Chega a ser desafiador imaginar o quê eu possa acrescentar de novo na discussão sobre a série ou o que falar para quem ainda não a conhece. Se você curte esse anime, aguarde só mais um pouquinho que logo lançaremos um vídeo explicando essa grande metáfora sobre o Japão de verdade que é Code Geass; caso ainda não conheça, ou talvez não esteja familiarizado com o Universo dos Animes, saiba que vale a pena começar por esta obra


#2 Suzumiya Haruhi no Yuutsu


Um anime que passou despercebido por mim durante anos; de fato, já o conhecia de nome, mas só tive inspiração para assisti-lo este passado. E confesso que, num primeiro momento, a história parecia tão maluca e desconexa que cheguei a pensar em desistir de vê-lo. Grande erro.

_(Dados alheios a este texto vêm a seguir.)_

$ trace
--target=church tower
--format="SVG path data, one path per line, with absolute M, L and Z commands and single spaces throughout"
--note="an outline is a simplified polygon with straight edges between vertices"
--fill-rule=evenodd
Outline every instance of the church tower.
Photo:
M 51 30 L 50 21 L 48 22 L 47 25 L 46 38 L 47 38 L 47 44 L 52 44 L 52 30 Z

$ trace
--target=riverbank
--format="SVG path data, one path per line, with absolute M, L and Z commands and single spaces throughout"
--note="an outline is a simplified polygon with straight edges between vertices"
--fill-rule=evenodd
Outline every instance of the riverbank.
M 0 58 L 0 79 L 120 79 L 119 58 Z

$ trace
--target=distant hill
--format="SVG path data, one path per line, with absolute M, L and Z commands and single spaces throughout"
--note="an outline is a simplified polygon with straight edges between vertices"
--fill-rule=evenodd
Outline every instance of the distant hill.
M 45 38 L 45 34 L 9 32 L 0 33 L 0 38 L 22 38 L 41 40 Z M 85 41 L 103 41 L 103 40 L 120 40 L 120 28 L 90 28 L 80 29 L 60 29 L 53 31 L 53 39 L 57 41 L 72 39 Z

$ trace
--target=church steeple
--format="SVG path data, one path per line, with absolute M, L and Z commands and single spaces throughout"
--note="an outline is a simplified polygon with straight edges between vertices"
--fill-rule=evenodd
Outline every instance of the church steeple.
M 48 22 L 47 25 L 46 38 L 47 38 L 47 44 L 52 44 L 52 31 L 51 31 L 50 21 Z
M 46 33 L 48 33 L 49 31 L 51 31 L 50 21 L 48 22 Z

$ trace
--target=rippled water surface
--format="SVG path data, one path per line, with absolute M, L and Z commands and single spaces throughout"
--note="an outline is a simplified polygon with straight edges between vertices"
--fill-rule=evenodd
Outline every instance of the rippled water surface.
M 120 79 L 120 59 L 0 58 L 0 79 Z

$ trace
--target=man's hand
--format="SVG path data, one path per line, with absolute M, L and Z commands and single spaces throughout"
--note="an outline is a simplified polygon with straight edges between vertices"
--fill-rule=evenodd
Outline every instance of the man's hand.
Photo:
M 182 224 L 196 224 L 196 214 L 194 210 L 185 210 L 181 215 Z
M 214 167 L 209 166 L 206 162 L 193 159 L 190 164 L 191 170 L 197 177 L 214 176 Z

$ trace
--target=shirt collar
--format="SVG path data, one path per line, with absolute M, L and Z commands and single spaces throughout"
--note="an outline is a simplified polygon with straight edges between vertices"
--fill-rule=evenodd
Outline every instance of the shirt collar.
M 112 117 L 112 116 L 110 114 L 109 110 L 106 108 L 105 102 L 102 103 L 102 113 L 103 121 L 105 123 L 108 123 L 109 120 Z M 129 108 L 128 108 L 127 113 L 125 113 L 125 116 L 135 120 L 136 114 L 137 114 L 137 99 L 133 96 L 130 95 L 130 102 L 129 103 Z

A saga de Haruhi começou em uma light novel de 2003; com o enorme sucesso (mais de 8,5 milhões de cópias vendidas), em 2006 aconteceu a primeira adaptação anunciada para a TV Japonesa. O anime de 14 episódios virou campeão de vendas de DVDs, músicas e milhares de subprodutos relacionados aos personagens (eu mesmo já vi várias action figures da série perambulando pelas lojas especializadas em Akihabara). Em 2009, foi "relançado" com 14 novos episódios e em seguida virou filme.

A história, cujo nome muitas vezes é traduzido como "A Melancolia de Haruhi Suzumiya", gira em torno da personagem homônima mas é contada através dos olhos de Kyon, um jovem que conhece uma garota invocada, metida e meio maluca chamada Suzumiya. Explorando situações do gênero slice of life (turminha na escola se divertindo), logo na primeira aula a jovem diz, diante da sala inteira, que acredita em extraterrestres, viajantes do tempo, pessoas paranormais e deseja fazer amizade com eles, já que para ela pessoas normais não são dignas de interesse.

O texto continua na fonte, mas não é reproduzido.